Keywan Karimi torna di fronte ai giudici per difendersi dalle accuse di aver “insultato il sacro”. La richiesta di appello è stata accolta e il giovane regista, condannato in primo grado a 6 anni di carcere e 223 frustate per un suo documentario sui graffiti di Teheran, sarà nuovamente ascoltato il 23 dicembre, presso la sezione 54 della Corte d’Appello di Teheran, presieduta dai giudici Pour-Arab e Babaei.
E’ lo stesso Keyman Karimi a confermarlo a Iran Human Rights Italia, aggiungendo che l’email che scrive potrebbe essere l’ultima, “poiché, se la sentenza viene confermata, nel giro di 24 ore in genere viene resa esecutiva”.
La condanna in primo grado di Karimi aveva suscitato grande indignazione nel mondo del cinema, dando il via a una mobilitazione internazionale per salvare il documentarista dal carcere.
L’ultimo appello è stato fatto il primo dicembre: una lettera firmata da 137 registi e documentaristi iraniani – incluso il premio Oscar Jafar Panahi – e diretta al ministero iraniano della Cultura.
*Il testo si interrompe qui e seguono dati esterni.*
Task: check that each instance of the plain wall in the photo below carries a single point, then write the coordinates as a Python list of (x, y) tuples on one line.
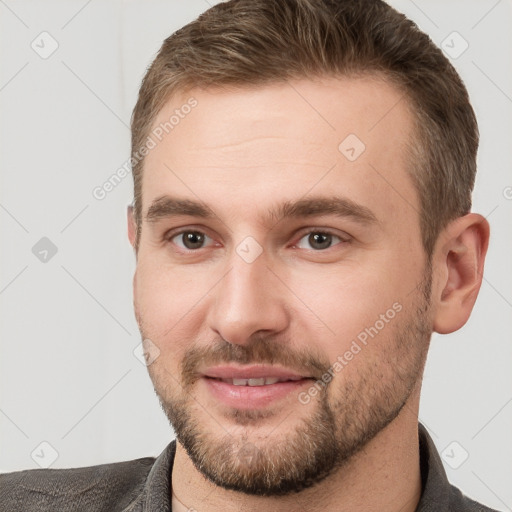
[(68, 373)]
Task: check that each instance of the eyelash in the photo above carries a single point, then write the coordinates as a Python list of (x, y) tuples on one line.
[(171, 236)]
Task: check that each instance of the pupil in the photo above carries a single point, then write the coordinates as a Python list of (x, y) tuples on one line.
[(322, 239), (193, 239)]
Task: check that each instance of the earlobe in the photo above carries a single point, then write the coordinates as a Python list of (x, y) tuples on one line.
[(460, 260)]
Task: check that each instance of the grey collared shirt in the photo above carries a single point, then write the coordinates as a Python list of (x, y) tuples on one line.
[(144, 485)]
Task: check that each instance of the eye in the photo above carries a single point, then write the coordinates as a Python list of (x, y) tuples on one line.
[(189, 240), (318, 240)]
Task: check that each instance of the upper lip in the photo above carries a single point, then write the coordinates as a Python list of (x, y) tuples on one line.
[(251, 372)]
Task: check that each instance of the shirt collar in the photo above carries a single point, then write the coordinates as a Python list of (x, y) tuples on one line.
[(156, 494)]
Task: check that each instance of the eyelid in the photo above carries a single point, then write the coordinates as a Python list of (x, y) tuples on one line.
[(169, 235), (344, 237)]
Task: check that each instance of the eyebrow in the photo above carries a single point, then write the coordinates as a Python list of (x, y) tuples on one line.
[(168, 206)]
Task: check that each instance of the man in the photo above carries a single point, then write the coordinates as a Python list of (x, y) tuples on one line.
[(302, 174)]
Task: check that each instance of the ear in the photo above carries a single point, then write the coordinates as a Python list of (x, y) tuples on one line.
[(459, 258), (132, 226)]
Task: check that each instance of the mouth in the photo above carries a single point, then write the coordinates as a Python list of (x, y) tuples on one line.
[(259, 381), (252, 387)]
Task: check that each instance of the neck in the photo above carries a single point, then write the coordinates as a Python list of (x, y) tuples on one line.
[(384, 475)]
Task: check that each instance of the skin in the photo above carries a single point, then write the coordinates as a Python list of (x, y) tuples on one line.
[(242, 152)]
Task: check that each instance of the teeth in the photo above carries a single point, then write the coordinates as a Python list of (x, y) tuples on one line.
[(263, 381)]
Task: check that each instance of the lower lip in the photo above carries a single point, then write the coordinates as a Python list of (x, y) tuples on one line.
[(251, 397)]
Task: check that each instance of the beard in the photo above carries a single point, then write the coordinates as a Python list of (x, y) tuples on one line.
[(346, 415)]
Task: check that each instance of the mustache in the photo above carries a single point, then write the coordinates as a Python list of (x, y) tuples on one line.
[(258, 351)]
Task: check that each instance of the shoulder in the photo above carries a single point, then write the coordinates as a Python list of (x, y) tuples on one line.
[(459, 502), (94, 488)]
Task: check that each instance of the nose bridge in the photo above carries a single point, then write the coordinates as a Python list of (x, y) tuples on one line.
[(246, 300)]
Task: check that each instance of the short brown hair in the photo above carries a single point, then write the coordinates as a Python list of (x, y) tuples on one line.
[(257, 42)]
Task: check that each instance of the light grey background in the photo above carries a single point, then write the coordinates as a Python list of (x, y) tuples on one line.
[(68, 374)]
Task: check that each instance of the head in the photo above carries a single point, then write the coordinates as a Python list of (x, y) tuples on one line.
[(303, 173)]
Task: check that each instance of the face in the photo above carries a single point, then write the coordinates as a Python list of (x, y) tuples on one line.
[(281, 278)]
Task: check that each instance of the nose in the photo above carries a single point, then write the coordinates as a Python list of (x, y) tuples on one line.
[(249, 299)]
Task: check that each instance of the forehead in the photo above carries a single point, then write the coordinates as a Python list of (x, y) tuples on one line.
[(247, 145)]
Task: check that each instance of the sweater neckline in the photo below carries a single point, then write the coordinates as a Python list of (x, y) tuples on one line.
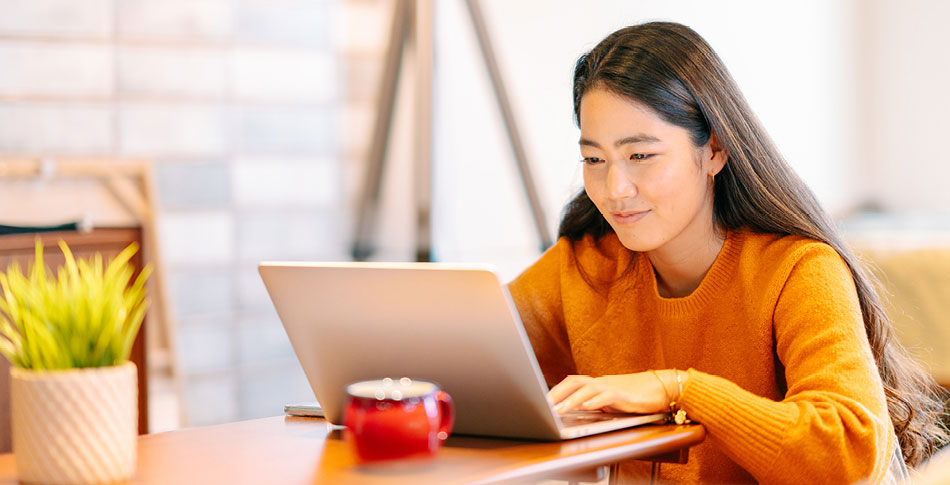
[(716, 279)]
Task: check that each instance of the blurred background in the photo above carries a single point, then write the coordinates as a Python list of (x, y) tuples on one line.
[(256, 117)]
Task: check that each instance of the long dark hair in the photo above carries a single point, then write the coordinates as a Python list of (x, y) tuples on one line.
[(672, 69)]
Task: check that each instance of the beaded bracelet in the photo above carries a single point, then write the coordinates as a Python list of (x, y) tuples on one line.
[(678, 415)]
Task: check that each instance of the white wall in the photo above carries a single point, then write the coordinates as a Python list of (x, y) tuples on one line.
[(794, 62), (906, 74)]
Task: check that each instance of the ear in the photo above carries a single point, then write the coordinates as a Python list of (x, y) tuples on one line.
[(716, 157)]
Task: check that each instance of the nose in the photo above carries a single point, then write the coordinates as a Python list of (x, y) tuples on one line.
[(620, 184)]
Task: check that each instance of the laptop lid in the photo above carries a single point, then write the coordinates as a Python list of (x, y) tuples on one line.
[(450, 324)]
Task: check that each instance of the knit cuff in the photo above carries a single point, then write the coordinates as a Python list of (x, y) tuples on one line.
[(750, 427)]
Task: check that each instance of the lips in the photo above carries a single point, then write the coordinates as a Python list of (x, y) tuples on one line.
[(628, 217)]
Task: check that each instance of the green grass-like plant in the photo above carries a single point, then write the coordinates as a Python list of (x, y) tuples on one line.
[(85, 316)]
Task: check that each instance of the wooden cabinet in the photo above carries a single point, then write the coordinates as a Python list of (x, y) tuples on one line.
[(21, 247)]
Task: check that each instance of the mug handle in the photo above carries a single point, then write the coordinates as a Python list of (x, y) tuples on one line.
[(447, 414)]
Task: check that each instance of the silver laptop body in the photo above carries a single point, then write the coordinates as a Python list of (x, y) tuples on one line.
[(453, 325)]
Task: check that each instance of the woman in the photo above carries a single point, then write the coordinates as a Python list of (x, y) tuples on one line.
[(696, 273)]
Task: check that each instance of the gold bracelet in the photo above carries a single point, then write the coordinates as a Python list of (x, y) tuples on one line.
[(665, 390), (679, 417)]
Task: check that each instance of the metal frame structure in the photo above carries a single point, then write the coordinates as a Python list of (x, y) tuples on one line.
[(412, 23)]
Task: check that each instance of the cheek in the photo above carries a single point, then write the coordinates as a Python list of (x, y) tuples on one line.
[(593, 186), (677, 188)]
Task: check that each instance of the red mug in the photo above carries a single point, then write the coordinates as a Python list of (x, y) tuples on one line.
[(387, 419)]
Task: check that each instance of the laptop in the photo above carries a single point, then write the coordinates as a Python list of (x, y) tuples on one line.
[(454, 325)]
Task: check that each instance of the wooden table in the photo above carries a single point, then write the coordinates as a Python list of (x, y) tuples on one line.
[(289, 450)]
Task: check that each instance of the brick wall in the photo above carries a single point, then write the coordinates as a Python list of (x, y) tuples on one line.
[(238, 102)]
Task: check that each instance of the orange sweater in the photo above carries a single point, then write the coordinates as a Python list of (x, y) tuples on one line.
[(780, 370)]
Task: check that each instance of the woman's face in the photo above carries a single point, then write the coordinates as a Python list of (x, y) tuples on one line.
[(645, 175)]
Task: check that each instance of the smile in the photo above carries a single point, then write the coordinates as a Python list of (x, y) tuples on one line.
[(628, 217)]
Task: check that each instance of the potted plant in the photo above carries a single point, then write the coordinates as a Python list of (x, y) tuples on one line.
[(73, 392)]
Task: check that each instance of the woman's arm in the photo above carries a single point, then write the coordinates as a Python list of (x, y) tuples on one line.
[(831, 427)]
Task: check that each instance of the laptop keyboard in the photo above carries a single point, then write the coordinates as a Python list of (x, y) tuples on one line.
[(575, 418)]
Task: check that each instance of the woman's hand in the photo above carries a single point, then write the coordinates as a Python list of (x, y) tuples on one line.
[(629, 393)]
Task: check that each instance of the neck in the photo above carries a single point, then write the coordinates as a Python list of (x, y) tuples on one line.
[(680, 266)]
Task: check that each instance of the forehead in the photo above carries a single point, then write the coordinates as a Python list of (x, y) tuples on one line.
[(605, 115)]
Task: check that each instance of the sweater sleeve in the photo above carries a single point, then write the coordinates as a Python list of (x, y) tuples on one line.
[(832, 426), (537, 295)]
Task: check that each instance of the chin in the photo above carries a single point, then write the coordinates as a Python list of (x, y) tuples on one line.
[(635, 242)]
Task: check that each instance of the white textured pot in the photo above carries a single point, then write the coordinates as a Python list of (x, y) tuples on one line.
[(74, 426)]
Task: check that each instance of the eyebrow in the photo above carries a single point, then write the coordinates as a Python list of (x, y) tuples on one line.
[(639, 138)]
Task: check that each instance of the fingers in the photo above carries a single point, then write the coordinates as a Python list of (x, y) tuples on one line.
[(580, 398)]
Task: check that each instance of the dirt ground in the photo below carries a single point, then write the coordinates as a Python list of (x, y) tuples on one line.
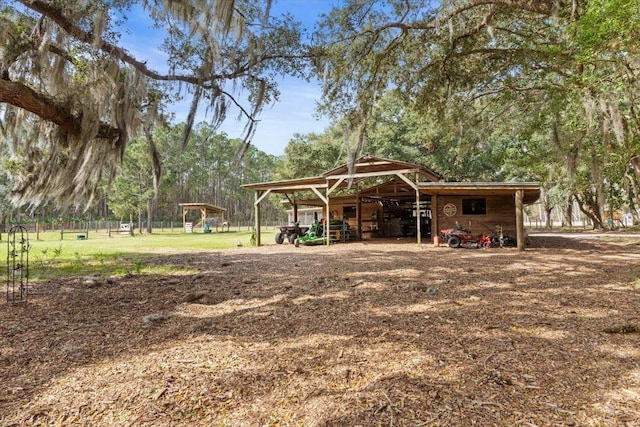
[(357, 334)]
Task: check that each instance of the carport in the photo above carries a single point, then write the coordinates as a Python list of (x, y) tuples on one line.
[(374, 180)]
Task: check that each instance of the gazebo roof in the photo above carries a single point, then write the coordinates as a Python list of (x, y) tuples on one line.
[(206, 207)]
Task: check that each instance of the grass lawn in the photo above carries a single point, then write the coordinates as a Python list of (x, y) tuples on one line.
[(99, 254)]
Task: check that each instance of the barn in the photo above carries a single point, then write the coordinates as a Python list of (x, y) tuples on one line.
[(382, 198)]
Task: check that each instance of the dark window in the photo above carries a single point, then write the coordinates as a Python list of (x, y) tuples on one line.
[(474, 206)]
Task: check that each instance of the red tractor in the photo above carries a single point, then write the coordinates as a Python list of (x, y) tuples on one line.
[(458, 237)]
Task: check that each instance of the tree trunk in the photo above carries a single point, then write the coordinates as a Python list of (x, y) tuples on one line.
[(149, 215), (589, 207)]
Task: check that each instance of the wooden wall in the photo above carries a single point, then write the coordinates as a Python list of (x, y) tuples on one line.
[(500, 211)]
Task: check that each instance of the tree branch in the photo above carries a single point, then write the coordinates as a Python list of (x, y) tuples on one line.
[(48, 109)]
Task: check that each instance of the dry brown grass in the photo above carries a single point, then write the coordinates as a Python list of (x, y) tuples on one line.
[(380, 333)]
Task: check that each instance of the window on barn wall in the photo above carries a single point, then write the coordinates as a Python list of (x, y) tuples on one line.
[(474, 206)]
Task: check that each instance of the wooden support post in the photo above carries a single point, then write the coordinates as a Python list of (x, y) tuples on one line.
[(435, 235), (418, 217), (519, 220), (257, 219)]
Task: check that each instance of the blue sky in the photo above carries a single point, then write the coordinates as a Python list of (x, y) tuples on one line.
[(294, 113)]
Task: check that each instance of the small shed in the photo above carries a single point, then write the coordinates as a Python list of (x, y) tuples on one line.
[(205, 210)]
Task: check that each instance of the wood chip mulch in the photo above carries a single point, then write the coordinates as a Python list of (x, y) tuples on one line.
[(358, 334)]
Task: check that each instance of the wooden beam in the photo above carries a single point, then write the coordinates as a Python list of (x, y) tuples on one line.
[(257, 219), (435, 235), (520, 220)]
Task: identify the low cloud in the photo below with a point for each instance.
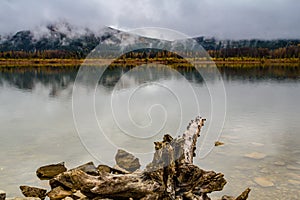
(232, 19)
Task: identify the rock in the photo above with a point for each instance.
(263, 182)
(63, 180)
(26, 198)
(226, 197)
(255, 155)
(127, 161)
(68, 198)
(2, 195)
(88, 168)
(291, 167)
(244, 195)
(279, 163)
(28, 191)
(114, 170)
(257, 144)
(58, 193)
(50, 171)
(104, 169)
(294, 182)
(218, 143)
(294, 175)
(79, 195)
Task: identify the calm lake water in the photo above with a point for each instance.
(134, 107)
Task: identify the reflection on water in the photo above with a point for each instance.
(37, 128)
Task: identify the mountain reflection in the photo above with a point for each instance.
(60, 78)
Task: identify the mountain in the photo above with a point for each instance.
(79, 42)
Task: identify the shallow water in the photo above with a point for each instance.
(134, 107)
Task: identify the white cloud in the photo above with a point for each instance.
(221, 18)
Qui di seguito il testo:
Siamo un gruppo di documentaristi e professionisti del cinema iraniano. Esprimiamo la nostra incredulità e sorpresa per la sentenza di primo grado nei confronti di Keywan Karimi, nostro collega e giovane documentarista. Speriamo sia fatta giustizia con l’appello alla sentenza e che Keywan possa portare le prove che lo scagionano dalle accuse.
Ribadiamo che i documentaristi iraniani, così come tutti gli altri lavoratori in ambito artistico e culturale, debbano a buon diritto poter dare vita alle proprie opere in un ambiente sicuro, sereno e senza il rischio di essere condannati per i propri lavori.
Keywan Karimi ha 30 anni ed è un musulmano sunnita curdo. Due minoranze, quella sunnita e quella curda, che in Iran subiscono forti discriminazioni e persecuzioni.